Determination of Ride Comfort Thresholds Based on International Roughness Index for Asphalt Concrete Pavements

Abstract

The study is aimed to mathematically model the relationship between the amount of whole-body vibration exposed in a passenger car type vehicle and the ride speed of the vehicle in the same section and the International Roughness Index (IRI), which is used as a pavement performance indicator. Vibration measurements were analysed according to the evaluation method determined in the ISO 2631 standard, and frequency-weighted root-mean-square acceleration (a(w)) values were obtained in the vertical direction.

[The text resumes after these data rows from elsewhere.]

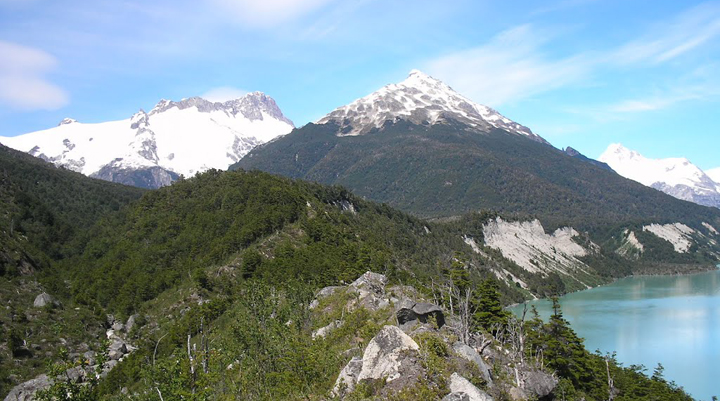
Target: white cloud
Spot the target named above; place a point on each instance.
(667, 41)
(223, 94)
(268, 13)
(23, 85)
(510, 67)
(516, 64)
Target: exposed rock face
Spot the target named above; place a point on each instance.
(348, 378)
(538, 383)
(411, 312)
(383, 356)
(323, 293)
(391, 356)
(370, 290)
(462, 389)
(678, 234)
(469, 353)
(26, 391)
(43, 300)
(631, 247)
(324, 331)
(527, 244)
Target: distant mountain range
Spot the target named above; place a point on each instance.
(152, 149)
(674, 176)
(424, 148)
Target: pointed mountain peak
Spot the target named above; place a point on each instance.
(420, 99)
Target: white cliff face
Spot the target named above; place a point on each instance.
(419, 99)
(183, 137)
(677, 177)
(678, 234)
(631, 247)
(527, 244)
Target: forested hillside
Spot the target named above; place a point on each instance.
(44, 209)
(450, 169)
(217, 279)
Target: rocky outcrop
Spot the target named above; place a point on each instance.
(26, 391)
(462, 389)
(411, 312)
(470, 354)
(391, 356)
(369, 291)
(348, 378)
(44, 300)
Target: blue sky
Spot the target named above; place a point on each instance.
(580, 73)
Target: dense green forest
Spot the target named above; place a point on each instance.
(44, 210)
(451, 169)
(230, 263)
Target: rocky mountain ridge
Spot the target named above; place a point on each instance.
(420, 99)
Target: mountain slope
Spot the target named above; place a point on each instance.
(44, 208)
(448, 167)
(152, 149)
(675, 176)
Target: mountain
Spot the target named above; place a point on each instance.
(153, 149)
(419, 99)
(43, 209)
(674, 176)
(419, 148)
(572, 152)
(245, 285)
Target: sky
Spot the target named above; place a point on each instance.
(580, 73)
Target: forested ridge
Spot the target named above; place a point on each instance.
(218, 273)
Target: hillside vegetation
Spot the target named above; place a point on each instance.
(450, 169)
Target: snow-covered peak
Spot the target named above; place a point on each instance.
(420, 98)
(66, 121)
(253, 106)
(675, 176)
(183, 137)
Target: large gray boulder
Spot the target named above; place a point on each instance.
(26, 391)
(43, 300)
(410, 312)
(462, 389)
(538, 382)
(323, 293)
(390, 357)
(384, 354)
(347, 380)
(370, 291)
(469, 353)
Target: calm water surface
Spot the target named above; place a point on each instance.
(674, 320)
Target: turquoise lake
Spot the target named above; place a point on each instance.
(673, 320)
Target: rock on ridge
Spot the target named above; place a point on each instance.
(462, 389)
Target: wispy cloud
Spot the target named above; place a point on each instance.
(223, 94)
(521, 62)
(510, 67)
(23, 82)
(667, 41)
(268, 13)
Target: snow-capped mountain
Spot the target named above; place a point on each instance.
(675, 176)
(151, 149)
(419, 99)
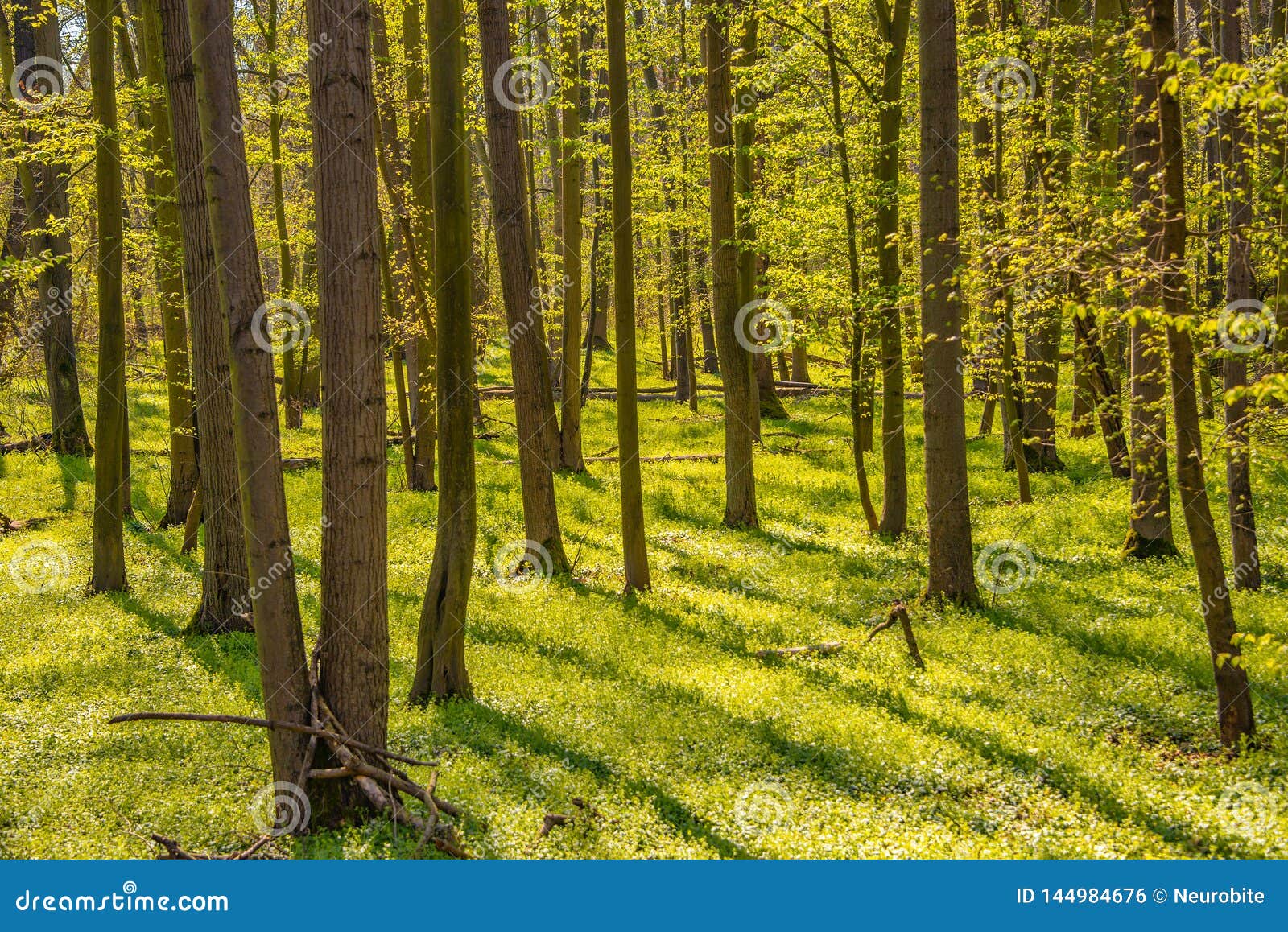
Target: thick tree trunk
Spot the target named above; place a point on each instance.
(894, 500)
(1150, 532)
(109, 431)
(225, 584)
(734, 363)
(1240, 290)
(279, 636)
(353, 655)
(951, 563)
(530, 361)
(634, 549)
(570, 202)
(860, 414)
(441, 637)
(1234, 699)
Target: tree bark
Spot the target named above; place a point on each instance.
(1234, 699)
(109, 433)
(634, 549)
(951, 563)
(530, 361)
(441, 637)
(279, 636)
(225, 584)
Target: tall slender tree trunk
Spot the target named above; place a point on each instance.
(279, 636)
(894, 500)
(353, 654)
(570, 202)
(1150, 530)
(860, 412)
(1234, 699)
(1240, 290)
(225, 584)
(441, 637)
(530, 361)
(634, 549)
(109, 433)
(734, 363)
(951, 563)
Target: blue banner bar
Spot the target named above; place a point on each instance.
(644, 895)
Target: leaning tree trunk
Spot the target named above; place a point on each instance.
(1150, 530)
(894, 500)
(570, 204)
(47, 223)
(441, 637)
(279, 636)
(951, 564)
(225, 578)
(530, 360)
(1234, 699)
(860, 419)
(169, 278)
(734, 362)
(634, 550)
(109, 438)
(1240, 292)
(353, 636)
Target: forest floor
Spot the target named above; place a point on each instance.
(1071, 717)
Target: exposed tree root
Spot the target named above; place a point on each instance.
(366, 765)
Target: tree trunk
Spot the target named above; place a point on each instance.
(951, 563)
(1234, 699)
(109, 433)
(734, 363)
(570, 202)
(279, 637)
(894, 500)
(441, 637)
(225, 584)
(1150, 532)
(634, 549)
(1240, 292)
(858, 324)
(530, 361)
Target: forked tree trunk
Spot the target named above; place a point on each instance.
(1150, 530)
(441, 637)
(530, 361)
(734, 363)
(353, 637)
(1240, 290)
(634, 549)
(279, 637)
(951, 563)
(1233, 695)
(570, 204)
(109, 433)
(860, 414)
(225, 584)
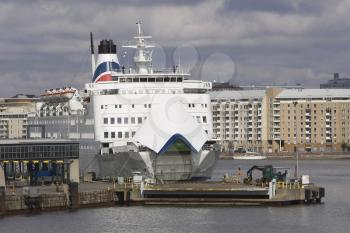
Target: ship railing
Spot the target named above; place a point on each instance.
(178, 71)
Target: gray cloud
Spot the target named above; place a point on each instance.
(280, 6)
(45, 44)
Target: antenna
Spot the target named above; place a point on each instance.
(139, 32)
(93, 60)
(92, 43)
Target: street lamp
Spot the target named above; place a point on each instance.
(295, 103)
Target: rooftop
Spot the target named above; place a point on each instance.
(230, 94)
(34, 141)
(314, 94)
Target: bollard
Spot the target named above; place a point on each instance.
(74, 195)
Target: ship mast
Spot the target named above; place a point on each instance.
(143, 57)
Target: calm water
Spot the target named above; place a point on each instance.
(333, 216)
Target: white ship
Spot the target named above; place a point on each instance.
(157, 123)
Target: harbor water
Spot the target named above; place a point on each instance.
(332, 216)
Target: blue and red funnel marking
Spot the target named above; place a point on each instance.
(103, 71)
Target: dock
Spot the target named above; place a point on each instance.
(101, 194)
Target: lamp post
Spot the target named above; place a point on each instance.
(295, 103)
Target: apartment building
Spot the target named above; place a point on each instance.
(312, 120)
(282, 120)
(237, 118)
(13, 116)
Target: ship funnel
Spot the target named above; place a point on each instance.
(107, 61)
(107, 47)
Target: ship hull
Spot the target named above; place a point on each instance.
(164, 167)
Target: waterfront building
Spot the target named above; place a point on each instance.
(336, 83)
(312, 120)
(240, 118)
(282, 120)
(13, 116)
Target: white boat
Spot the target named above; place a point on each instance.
(136, 119)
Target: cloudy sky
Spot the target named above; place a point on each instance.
(45, 44)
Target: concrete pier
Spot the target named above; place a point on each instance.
(101, 194)
(74, 171)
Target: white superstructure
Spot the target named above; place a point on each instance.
(157, 122)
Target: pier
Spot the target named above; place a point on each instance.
(102, 194)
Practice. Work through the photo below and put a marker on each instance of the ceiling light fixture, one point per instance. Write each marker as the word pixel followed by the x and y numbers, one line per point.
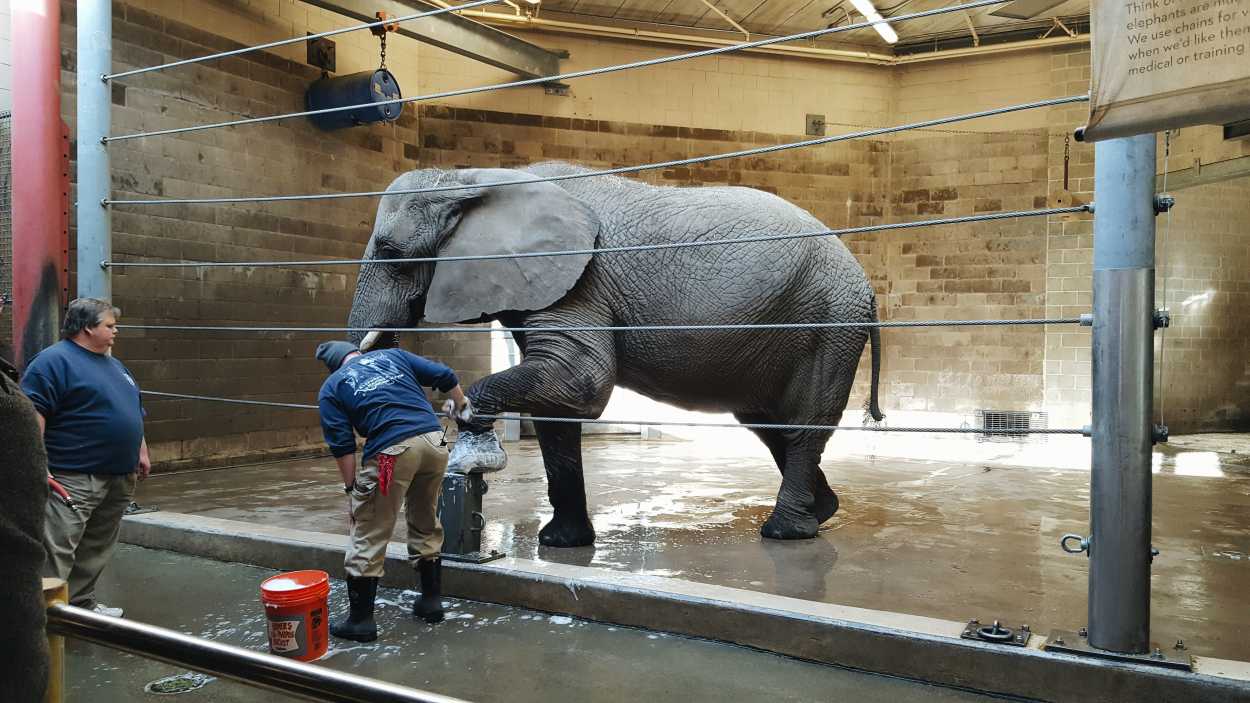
pixel 870 14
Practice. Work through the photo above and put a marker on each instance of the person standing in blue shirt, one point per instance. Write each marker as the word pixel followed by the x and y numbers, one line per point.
pixel 93 424
pixel 379 395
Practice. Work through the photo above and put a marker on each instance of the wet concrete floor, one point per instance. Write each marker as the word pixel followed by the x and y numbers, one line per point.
pixel 971 532
pixel 480 653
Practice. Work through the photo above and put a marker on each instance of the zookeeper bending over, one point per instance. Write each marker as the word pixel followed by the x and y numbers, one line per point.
pixel 380 397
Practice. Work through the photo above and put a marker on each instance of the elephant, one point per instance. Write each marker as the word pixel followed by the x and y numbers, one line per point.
pixel 761 377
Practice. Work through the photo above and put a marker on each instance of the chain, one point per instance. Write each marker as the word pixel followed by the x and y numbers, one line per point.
pixel 1163 265
pixel 1068 151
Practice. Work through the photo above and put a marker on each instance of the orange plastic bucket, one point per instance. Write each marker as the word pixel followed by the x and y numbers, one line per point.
pixel 295 606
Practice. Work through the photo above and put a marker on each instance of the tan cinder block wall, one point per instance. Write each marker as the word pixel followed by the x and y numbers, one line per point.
pixel 1026 268
pixel 1203 277
pixel 1069 245
pixel 286 156
pixel 749 91
pixel 981 270
pixel 843 184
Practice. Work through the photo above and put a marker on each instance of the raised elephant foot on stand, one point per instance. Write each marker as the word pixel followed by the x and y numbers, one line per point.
pixel 476 452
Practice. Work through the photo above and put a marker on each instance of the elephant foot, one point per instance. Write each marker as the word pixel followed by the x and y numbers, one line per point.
pixel 566 533
pixel 779 527
pixel 476 452
pixel 825 507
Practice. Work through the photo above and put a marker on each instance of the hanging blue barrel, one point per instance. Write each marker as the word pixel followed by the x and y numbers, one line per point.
pixel 356 89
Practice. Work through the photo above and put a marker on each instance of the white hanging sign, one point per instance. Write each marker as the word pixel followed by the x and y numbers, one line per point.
pixel 1165 64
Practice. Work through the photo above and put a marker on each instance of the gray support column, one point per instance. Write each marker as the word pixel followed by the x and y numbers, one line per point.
pixel 1124 294
pixel 94 103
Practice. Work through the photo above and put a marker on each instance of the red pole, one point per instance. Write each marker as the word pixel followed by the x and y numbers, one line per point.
pixel 40 260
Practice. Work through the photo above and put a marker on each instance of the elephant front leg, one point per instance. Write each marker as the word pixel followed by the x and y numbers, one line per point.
pixel 565 375
pixel 566 487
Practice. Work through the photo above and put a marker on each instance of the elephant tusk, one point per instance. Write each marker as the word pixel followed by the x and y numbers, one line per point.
pixel 370 339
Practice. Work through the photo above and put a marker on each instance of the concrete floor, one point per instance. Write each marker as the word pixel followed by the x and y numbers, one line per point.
pixel 973 534
pixel 480 653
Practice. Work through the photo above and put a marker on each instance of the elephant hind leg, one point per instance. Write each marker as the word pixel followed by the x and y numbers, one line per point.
pixel 771 438
pixel 805 499
pixel 824 500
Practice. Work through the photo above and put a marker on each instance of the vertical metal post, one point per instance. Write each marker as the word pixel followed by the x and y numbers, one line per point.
pixel 55 592
pixel 1124 293
pixel 94 100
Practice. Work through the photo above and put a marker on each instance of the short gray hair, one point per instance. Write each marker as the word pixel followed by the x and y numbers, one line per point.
pixel 85 313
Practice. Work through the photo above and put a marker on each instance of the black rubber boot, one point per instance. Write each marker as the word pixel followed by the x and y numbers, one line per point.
pixel 429 606
pixel 359 624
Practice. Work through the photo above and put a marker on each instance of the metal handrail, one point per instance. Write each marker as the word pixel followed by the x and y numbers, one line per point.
pixel 225 661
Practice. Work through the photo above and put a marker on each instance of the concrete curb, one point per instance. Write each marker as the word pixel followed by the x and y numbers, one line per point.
pixel 890 643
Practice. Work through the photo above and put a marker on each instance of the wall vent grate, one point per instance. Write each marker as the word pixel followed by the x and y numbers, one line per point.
pixel 1009 420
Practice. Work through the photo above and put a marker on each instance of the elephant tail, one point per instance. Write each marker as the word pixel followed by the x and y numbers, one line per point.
pixel 874 338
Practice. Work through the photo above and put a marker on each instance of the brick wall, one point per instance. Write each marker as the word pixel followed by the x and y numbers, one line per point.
pixel 1028 268
pixel 288 156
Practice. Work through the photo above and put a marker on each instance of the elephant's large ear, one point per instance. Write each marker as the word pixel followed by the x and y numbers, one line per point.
pixel 510 219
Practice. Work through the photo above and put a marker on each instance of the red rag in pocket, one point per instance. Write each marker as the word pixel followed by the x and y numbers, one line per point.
pixel 385 472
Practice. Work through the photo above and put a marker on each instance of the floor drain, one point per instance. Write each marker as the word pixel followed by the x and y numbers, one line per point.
pixel 178 683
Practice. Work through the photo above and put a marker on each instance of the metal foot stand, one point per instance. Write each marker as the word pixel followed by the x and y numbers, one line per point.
pixel 463 520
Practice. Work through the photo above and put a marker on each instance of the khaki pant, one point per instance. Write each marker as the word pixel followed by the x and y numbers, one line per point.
pixel 416 483
pixel 80 543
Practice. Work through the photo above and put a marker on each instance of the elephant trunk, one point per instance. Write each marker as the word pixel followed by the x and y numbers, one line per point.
pixel 383 299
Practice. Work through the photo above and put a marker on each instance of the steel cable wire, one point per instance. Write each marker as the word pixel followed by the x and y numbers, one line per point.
pixel 755 151
pixel 660 423
pixel 888 324
pixel 566 75
pixel 844 232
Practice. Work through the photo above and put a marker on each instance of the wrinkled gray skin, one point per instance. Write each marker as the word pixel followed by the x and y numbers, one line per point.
pixel 788 377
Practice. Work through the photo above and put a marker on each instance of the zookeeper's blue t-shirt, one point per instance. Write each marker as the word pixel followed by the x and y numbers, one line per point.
pixel 91 407
pixel 379 395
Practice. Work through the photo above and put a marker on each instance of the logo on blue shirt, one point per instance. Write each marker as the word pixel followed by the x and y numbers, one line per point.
pixel 370 373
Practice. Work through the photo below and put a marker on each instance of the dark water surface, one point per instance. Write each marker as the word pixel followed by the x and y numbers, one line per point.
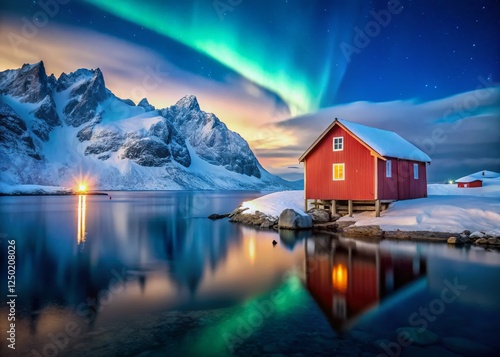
pixel 147 274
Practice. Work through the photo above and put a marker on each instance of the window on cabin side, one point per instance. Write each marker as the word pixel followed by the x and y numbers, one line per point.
pixel 338 172
pixel 388 168
pixel 338 143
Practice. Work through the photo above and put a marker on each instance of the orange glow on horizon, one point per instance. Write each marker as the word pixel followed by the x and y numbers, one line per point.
pixel 339 278
pixel 82 210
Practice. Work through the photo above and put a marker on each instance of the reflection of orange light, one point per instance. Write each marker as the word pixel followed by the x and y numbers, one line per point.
pixel 339 277
pixel 82 209
pixel 251 249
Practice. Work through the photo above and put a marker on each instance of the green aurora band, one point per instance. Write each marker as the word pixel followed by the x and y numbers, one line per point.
pixel 248 48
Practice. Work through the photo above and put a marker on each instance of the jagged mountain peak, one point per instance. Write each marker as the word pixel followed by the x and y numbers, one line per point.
pixel 145 104
pixel 189 102
pixel 123 145
pixel 81 75
pixel 29 83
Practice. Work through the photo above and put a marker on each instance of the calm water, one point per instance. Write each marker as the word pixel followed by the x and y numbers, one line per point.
pixel 147 274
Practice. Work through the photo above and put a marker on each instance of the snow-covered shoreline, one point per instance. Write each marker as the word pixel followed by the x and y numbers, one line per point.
pixel 447 209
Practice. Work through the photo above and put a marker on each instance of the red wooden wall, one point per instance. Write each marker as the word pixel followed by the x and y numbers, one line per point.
pixel 359 170
pixel 477 183
pixel 401 185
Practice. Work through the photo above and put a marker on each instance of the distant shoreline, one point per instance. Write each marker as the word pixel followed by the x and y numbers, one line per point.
pixel 54 194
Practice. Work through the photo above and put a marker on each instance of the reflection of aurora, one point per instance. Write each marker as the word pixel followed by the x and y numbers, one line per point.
pixel 82 210
pixel 227 334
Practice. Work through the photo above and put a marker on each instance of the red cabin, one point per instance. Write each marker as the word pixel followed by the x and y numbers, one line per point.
pixel 354 162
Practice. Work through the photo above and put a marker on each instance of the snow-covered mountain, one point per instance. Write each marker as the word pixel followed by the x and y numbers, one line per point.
pixel 52 131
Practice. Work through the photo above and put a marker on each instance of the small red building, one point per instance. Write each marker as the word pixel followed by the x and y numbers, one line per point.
pixel 471 183
pixel 354 162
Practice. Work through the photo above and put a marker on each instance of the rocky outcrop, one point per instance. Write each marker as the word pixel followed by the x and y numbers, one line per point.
pixel 291 219
pixel 14 137
pixel 210 138
pixel 113 137
pixel 145 104
pixel 85 98
pixel 319 215
pixel 29 83
pixel 371 231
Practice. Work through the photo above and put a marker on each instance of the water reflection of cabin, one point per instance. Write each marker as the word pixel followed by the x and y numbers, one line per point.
pixel 347 278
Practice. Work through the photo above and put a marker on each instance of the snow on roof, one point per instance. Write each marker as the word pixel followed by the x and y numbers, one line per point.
pixel 384 142
pixel 478 176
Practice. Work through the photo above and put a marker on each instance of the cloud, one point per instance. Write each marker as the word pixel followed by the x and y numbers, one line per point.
pixel 461 130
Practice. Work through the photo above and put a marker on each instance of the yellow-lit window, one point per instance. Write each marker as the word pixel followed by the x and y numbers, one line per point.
pixel 338 143
pixel 338 172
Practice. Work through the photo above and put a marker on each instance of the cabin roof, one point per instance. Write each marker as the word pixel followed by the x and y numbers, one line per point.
pixel 383 143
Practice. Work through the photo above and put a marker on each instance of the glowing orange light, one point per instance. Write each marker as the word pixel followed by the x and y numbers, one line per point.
pixel 82 210
pixel 339 277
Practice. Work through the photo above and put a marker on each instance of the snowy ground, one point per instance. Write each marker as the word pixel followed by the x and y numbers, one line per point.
pixel 447 209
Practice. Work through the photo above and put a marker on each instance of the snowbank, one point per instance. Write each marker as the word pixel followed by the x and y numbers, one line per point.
pixel 32 189
pixel 274 203
pixel 447 209
pixel 436 214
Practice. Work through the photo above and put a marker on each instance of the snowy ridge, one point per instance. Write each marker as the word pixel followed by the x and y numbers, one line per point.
pixel 60 130
pixel 483 175
pixel 442 211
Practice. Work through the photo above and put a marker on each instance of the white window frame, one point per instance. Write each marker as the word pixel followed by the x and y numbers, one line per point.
pixel 340 143
pixel 388 168
pixel 343 172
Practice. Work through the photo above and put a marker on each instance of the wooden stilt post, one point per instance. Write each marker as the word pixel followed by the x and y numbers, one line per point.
pixel 333 207
pixel 377 208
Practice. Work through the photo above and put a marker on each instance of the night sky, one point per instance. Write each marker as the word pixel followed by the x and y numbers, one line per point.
pixel 278 72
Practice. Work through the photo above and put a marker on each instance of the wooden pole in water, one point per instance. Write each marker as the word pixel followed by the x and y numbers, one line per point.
pixel 333 207
pixel 377 208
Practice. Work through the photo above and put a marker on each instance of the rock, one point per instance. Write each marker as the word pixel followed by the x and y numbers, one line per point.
pixel 290 219
pixel 457 240
pixel 267 224
pixel 476 234
pixel 343 224
pixel 371 230
pixel 422 338
pixel 467 347
pixel 237 211
pixel 328 226
pixel 215 216
pixel 319 215
pixel 494 241
pixel 494 233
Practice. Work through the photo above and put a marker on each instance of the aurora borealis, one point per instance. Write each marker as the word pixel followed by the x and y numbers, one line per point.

Mathematical relationships between real measurement data performed in 1114 road sections were investigated using regression analysis, artificial neural networks (ANN) and Adaptive Neural Fuzzy Inference System (ANFIS) modelling techniques. The models' performance levels were determined using comparison metrics, and it was determined that ANFIS was the model with the best goodness of fit, with the regression coefficient 0.955, mean absolute error (MAE) 0.013, and root mean squared error (RMSE) 0.020. The threshold values affecting the ride comfort of IRI and the ride comfort values corresponding to the IRI limit values recommended by the Federal Highway Administration (FHWA) were determined through the ANFIS mathematical model. Then, a sensitivity analysis was conducted to determine the effects of a certain increase in the IRI value on discomfort.